As can best be appreciated from FIG. 9, the roller 102 is supported on a lever bracket 130 near an edge of the stationary toe guard portion 36. The lever bracket 130 is associated with a rod 132 such that when the roller 102 engages the cam surface on the instigator member 110, the lever bracket 130 pivots and causes rotation of the rod 132. A plurality of latch locking members 134 are coupled with the rod 132. As the roller 102 engages the cam surface of the instigator member 110, the locking members 134 are rotated (generally counterclockwise according to FIG. 9) so that the locking members 134 are released from posts 136 that are connected with the stiffeners 96. The locking members 134 maintain the toe guard panel 32 in the first position whenever they engage the posts 136. The instigator member 110 and the roller 102 cooperate to release the locking members 134 to allow the toe guard panel 32 to begin movement out of the first position.
As can be appreciated from FIG. 8, the second roller 104 engages a cam surface 140. In this example, the cam surface 140 urges the second roller 104 toward the landing surface side of the hoistway (to the left according to the drawing). This movement of the roller 104 tends to urge the lower end of the first panel portion 90 in one direction and causes the upper end of the first panel portion 90 near the hinged connection 92 to move in an opposite direction. In the illustrated example, the lower end of the first panel portion 90 is urged to the left while the upper end of the first panel portion 90 is urged to the right (according to the drawing). This movement urges the toe guard panel 32 toward the second position.
As the elevator car and the frame member 34 continue to descend, the second roller 104 eventually engages the surface 26 at the bottom of the hoistway. As can be appreciated from FIG. 10, for example, the third roller 106 engages another cam surface 142. The position and orientation of the cam surface 142 causes the roller 106 to move in a direction that is opposite the direction that the cam surface 140 causes the second roller 104 to move, which occurs prior to the third roller 106 engaging the cam surface 142 in this example. The roller 106 movement along the cam surface 142 continues to urge the toe guard panel 32 toward the second position by facilitating further folding of the panel portions 90 and 94 relative to each other.
As the car frame member continues to descend from the position shown in FIG. 10 to the position shown in FIG. 11, the toe guard panel 32 continues to fold until the second position shown in FIG. 11 is reached. In this example, the second position of the toe guard panel 32 corresponds to the frame member 34 being at a vertical position that aligns a floor of the elevator car with the surface of the lowest landing 68.
As the frame member 34 subsequently ascends to a higher vertical position, the weight of the toe guard panel assembly components tends to urge the toe guard panel 32 back into the first position.

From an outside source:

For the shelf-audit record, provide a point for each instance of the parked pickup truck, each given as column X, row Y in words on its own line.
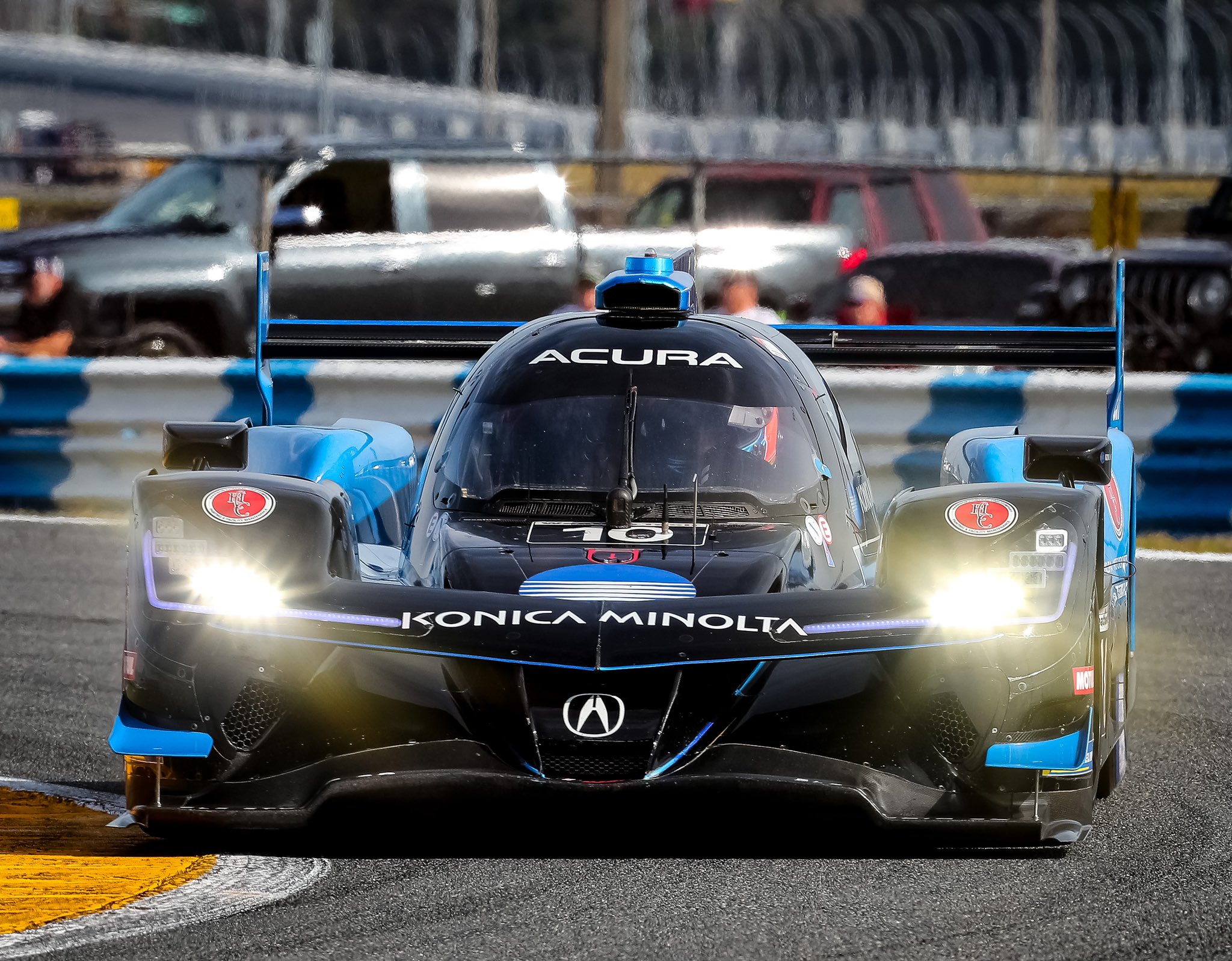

Several example toe guard assemblies are shown that include a moving mechanism for facilitating movement of the toe guard panel from a first position toward a second position to accommodate hoistway configurations that have a relatively shallow pit depth or no pit. Although various features are shown with each of the embodiments, they are not necessarily limited to only the embodiments that are shown. One or more features of one of the example embodiments may be incorporated with or combined with one or more features of another one of the embodiments to meet the needs of a particular situation. Those skilled in the art who have the benefit of this description will realize which of the disclosed features will best suit their particular needs.
The preceding description is exemplary rather than limiting in nature. Variations and modifications to the disclosed examples may become apparent to those skilled in the art that do not necessarily depart from the essence of this invention. The scope of legal protection given to this invention can only be determined by studying the following claims.